A cada intervenção na imagem, ao preencher um braço com a Torre Eiffel, as pernas com uma tatuagem do Rio de Janeiro, o vaqueiro agora como o espetacular Batman, o novo conteúdo criou outras realidades, e imageticamente representou o ato da fotografia imperial onde invasivamente, sem consentimento al-

gum, vandaliza-se a cultura, o lugar, a história, impondo uma realidade por outras que não pertenciam aquelas pessoas, e talvez até nunca os desejassem ou aceitassem experenciar o recorte ou exclusão a que foram submetidas: É a reivindicação performativa de um direito a olhar onde tecnicamente ele não existe que coloca a contravisualidade em jogo. Como a visualidade, ele relaciona aspectos formais e históricos. O direito, no direito a olhar, contesta primeiramente o direito de propriedade sobre outra pessoa, insistindo na autonomia irredutível de todas as pessoas, antes de qualquer lei. A autonomia implica uma realização das reivindicações iluministas por direitos no contexto da colonialidade, com ênfase no direito à subjetividade e à contestação da pobreza (MIRZOEFF, 2016, p.750).

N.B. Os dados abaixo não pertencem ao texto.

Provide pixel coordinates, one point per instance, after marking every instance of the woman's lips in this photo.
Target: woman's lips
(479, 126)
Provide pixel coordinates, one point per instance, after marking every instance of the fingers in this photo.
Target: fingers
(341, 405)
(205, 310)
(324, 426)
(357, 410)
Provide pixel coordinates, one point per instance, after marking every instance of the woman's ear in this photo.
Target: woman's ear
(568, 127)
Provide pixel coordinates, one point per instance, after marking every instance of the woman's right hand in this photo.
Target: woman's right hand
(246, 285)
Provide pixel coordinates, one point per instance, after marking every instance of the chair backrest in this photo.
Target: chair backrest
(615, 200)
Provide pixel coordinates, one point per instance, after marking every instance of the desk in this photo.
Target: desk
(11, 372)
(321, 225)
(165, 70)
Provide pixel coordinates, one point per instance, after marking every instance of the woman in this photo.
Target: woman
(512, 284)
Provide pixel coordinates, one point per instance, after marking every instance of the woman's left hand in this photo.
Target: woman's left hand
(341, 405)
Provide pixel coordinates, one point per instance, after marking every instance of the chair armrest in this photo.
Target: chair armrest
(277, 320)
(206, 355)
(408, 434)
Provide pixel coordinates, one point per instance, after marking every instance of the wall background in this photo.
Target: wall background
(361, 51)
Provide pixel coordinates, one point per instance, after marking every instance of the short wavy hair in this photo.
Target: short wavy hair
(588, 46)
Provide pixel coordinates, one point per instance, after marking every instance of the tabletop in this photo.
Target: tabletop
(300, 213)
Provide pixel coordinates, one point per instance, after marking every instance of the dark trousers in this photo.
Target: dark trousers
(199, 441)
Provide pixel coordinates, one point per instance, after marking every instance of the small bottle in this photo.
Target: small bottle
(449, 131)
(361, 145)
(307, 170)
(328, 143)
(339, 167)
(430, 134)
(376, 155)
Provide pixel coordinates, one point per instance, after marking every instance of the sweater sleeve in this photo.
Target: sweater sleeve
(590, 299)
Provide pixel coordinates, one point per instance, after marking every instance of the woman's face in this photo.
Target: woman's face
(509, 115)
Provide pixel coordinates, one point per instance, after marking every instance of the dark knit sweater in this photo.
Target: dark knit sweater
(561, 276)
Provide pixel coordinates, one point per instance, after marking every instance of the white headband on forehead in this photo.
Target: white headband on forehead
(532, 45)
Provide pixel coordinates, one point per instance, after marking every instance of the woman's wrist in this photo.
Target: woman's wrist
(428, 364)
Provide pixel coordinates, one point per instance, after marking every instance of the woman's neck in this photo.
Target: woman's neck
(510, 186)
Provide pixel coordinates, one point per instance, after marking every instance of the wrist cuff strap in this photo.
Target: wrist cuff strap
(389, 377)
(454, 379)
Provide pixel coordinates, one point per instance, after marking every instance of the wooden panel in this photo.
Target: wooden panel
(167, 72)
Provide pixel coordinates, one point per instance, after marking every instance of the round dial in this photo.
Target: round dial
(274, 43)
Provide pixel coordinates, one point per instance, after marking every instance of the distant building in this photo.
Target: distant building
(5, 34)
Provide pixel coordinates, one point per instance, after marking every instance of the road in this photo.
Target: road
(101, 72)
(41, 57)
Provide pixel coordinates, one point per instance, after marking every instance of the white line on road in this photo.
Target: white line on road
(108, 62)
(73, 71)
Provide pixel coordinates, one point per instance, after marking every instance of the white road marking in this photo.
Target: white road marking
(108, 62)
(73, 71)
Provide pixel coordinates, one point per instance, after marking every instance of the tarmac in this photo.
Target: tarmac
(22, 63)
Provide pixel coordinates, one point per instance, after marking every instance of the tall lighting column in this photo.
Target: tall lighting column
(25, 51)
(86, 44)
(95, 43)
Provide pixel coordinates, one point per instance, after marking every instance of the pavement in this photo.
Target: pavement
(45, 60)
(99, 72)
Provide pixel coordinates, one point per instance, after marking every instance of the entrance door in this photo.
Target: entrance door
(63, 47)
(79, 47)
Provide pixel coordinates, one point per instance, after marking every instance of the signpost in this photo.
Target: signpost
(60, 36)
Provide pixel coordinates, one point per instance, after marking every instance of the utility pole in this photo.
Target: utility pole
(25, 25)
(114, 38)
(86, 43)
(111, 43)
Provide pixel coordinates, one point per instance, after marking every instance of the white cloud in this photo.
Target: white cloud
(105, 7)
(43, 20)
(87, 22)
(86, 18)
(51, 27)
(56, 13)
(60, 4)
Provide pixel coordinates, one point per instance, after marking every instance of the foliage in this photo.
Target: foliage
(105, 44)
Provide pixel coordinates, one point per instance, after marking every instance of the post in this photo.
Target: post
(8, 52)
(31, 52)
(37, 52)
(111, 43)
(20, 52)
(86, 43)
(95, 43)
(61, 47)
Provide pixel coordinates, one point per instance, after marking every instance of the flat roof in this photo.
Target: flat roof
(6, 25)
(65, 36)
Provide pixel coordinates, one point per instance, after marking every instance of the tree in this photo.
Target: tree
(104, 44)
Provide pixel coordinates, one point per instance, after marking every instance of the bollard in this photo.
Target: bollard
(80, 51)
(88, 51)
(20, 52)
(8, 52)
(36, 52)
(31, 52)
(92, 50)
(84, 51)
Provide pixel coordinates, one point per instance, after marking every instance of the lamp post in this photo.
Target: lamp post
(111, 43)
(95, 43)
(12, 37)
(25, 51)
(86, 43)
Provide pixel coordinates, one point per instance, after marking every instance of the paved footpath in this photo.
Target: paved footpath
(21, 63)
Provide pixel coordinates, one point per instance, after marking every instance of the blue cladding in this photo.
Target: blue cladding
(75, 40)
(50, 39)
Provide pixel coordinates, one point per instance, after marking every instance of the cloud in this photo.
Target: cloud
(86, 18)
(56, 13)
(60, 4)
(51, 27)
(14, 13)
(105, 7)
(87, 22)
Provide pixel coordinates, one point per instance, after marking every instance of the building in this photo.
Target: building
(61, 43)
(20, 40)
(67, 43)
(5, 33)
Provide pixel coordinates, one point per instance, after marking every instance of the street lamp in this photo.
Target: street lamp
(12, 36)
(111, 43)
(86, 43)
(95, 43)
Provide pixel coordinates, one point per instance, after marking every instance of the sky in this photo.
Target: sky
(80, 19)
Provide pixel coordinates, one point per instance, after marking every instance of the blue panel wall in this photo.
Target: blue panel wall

Ao experienciar o poder e não mais visualizar o que era pra ser visto, logo percebemos o quão necessário se faz exercermos essa agressão como uma contravisualidade para provocar o estranhamento do que é o real daquilo que se manipula, e gerar o questionamento: quem é você no mundo dos invisíveis?

E não poderíamos deixar de citar um trecho da transcrição da palestra de Nêgo Bispo, realizada em 28 de julho de 2017, na qual ele falou: “Para nós, povos e comunidades tradicionais, as imagens são construídas e são vistas das mais diversas formas possíveis. Nós temos sempre um olhar circular. Os povos e comunidades tradicionais têm várias matrizes cosmovisivas que são politeístas e nos permitem conviver com diversidade.”1

1 Retirado da transcrição no livro “Mundo, imagem, mundo: Caderno de reflexões críticas sobre a fotografia”, VILELA, Bruno (Org.). Belo Horizonte: Malagueta Produções, 2018.

REFERÊNCIAS:

BISPO DOS SANTOS, Antônio (Nêgo Bispo). “A influência das imagens na trajetória das comunidades tradicionais”. In: VILELA, Bruno (Org.). Mundo, imagem, mundo: Caderno de reflexões críticas sobre a fotografia. Belo Horizonte: Malagueta Produções, 2018.

MIRZOEFF, Nicholas. “O direito a olhar”. In: Educação, Visualidades e Espacialidades no Contemporâneo (Dossiê). ETD – Educação Temática Digital, 18(4), 745-768, 2016.